In the second trimester, but not the first or third, hair cortisol mediates the relationship between perceived stress and gestational age at delivery. Early in the first trimester, the embryo may be relatively protected from the maternal psychobiologic environment, including the influence of the maternal hypothalamic–pituitary–adrenal axis, as a result of a small placental volume, low maternal blood flow to the placenta, and low oxygen tension within the fetoplacental unit.32 Conversely, in the third trimester, maternal cortisol levels are significantly increased but levels of the cortisol metabolizing enzyme, 11β-hydroxysteroid dehydrogenase type 2, are concomitantly increased and there is an overall blunted maternal response to late pregnancy cortisol in preparation for delivery.15,33,34
Sandman et al9 reported higher plasma cortisol levels at 15 weeks of gestation in women who delivered preterm compared with those who delivered at term.
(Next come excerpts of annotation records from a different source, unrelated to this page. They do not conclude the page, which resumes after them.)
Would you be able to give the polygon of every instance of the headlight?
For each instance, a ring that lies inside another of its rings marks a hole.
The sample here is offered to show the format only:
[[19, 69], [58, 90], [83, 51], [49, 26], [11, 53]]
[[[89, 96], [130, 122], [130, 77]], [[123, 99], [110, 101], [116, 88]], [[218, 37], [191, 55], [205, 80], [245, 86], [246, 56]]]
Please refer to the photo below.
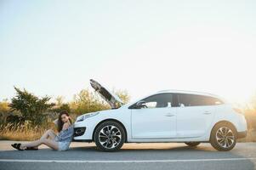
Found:
[[82, 122], [82, 121], [83, 121], [84, 119], [87, 119], [87, 118], [88, 118], [88, 117], [94, 116], [98, 115], [99, 113], [100, 113], [100, 112], [93, 112], [93, 113], [88, 113], [88, 114], [85, 114], [85, 115], [82, 115], [82, 116], [78, 116], [78, 117], [77, 118], [77, 122]]

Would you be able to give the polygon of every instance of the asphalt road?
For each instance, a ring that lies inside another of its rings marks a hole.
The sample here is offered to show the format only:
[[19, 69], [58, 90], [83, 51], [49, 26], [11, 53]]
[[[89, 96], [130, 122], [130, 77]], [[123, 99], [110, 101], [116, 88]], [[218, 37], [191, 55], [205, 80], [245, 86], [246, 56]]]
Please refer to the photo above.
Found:
[[11, 141], [0, 141], [0, 170], [153, 170], [256, 169], [256, 143], [239, 143], [228, 152], [209, 144], [196, 148], [185, 144], [126, 144], [118, 152], [99, 151], [94, 144], [71, 144], [67, 151], [43, 146], [39, 150], [14, 150]]

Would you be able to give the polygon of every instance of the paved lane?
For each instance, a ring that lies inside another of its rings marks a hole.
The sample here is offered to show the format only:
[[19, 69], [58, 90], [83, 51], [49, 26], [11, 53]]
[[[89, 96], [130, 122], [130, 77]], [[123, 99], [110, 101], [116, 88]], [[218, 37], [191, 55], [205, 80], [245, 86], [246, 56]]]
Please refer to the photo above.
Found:
[[97, 150], [94, 144], [72, 143], [68, 151], [16, 151], [0, 141], [0, 169], [255, 169], [256, 143], [240, 143], [229, 152], [208, 144], [127, 144], [118, 152]]

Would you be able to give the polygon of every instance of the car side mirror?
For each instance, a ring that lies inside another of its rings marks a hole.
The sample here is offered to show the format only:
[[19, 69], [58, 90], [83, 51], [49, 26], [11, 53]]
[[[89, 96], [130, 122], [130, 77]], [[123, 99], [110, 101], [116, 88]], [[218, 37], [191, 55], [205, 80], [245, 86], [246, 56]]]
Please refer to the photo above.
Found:
[[138, 101], [138, 102], [136, 103], [136, 107], [137, 107], [137, 109], [140, 109], [140, 108], [145, 108], [145, 107], [146, 107], [145, 102], [144, 100]]

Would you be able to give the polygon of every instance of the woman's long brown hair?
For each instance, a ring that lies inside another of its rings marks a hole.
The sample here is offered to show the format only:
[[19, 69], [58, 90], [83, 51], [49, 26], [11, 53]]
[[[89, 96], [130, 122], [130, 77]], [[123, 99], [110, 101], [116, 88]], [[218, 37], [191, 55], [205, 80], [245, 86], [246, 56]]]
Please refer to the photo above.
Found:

The elevation seen in plasma cortisol at 15 weeks of gestation predicted elevated placental corticotrophin-releasing hormone in the third trimester, suggesting a stressor signaling pattern initiated during the second trimester that might influence earlier delivery.9 This cortisol pattern is also observed in second-trimester hair cortisol concentration in our present study.
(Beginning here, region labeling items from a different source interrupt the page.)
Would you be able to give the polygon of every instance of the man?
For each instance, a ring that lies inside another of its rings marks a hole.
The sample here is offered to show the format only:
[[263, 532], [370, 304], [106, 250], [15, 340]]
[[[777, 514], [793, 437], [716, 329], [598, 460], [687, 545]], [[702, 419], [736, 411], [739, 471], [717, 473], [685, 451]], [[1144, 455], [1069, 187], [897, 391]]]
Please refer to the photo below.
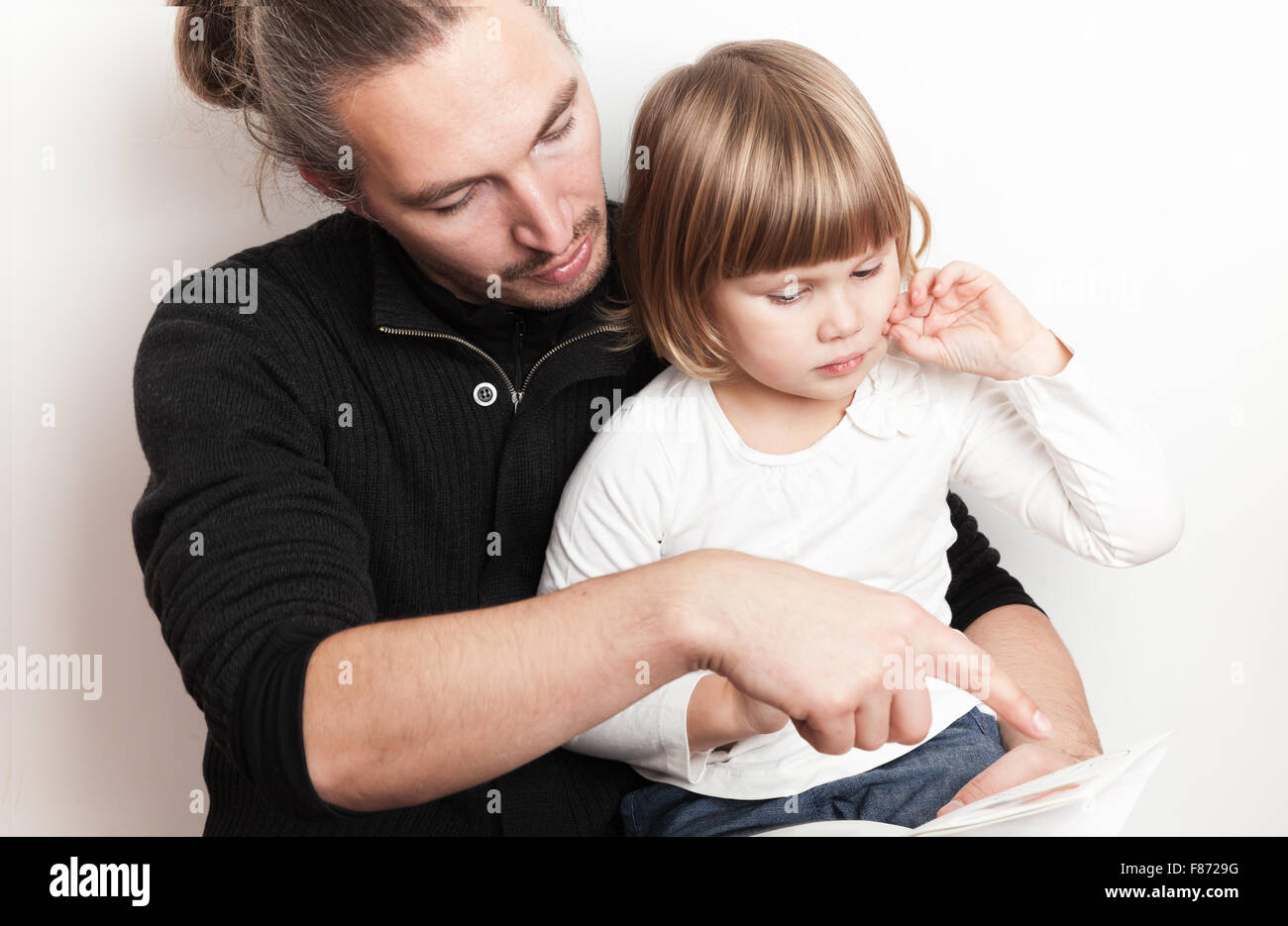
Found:
[[[310, 8], [310, 36], [361, 39], [336, 9]], [[1059, 638], [956, 498], [966, 638], [903, 596], [721, 550], [532, 598], [592, 416], [663, 364], [608, 350], [590, 314], [616, 291], [617, 206], [569, 45], [520, 0], [456, 9], [330, 100], [358, 194], [299, 167], [348, 211], [222, 263], [258, 272], [258, 310], [162, 304], [139, 349], [135, 545], [210, 728], [206, 832], [621, 832], [643, 779], [560, 743], [699, 667], [822, 751], [914, 743], [925, 690], [881, 685], [905, 645], [993, 657], [1011, 748], [962, 798], [1099, 752]], [[232, 95], [281, 121], [289, 97], [264, 94], [289, 79]]]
What has been proposed but has never been directly tested is how physiologic stress relates to psychological stress and, in combination, how these two measures correlate with gestational age at delivery and preterm birth. This study is unique in that a longitudinal study design was used providing repeated measures at multiple time points, allowing sufficient data to perform a mediation analysis. The strengths of this study are prospectively collected psychological and physiologic data, multiple time points of assessment over the course of pregnancy, and a noninvasive biomarker of long-term retrospective hypothalamic–pituitary–adrenal status collected to represent a single trimester of maternal hypothalamic–pituitary–adrenal activity. Limitations of this study include a relative lack of racial diversity, collection from a single study site, and, as just recently published, an inability to account for the effect of childhood trauma on maternal hair cortisol concentrations.35
In summary, early pregnancy physiologic stress is associated with psychological stress and both are correlated with gestational age at delivery. These findings have biological plausibility and are consistent with health disparities data that relate chronic stress, dysregulated hypothalamic–pituitary–adrenal function, and adverse mental and physical health outcomes including preterm birth.36–38 This information advances our understanding of hypothalamic–pituitary–adrenal function in the presence of second-trimester perceived stress, elucidating one plausible contributor to preterm birth. Because stress remains a significant risk factor for preterm birth, its recognition and amelioration during early pregnancy deserve further attention and investigation.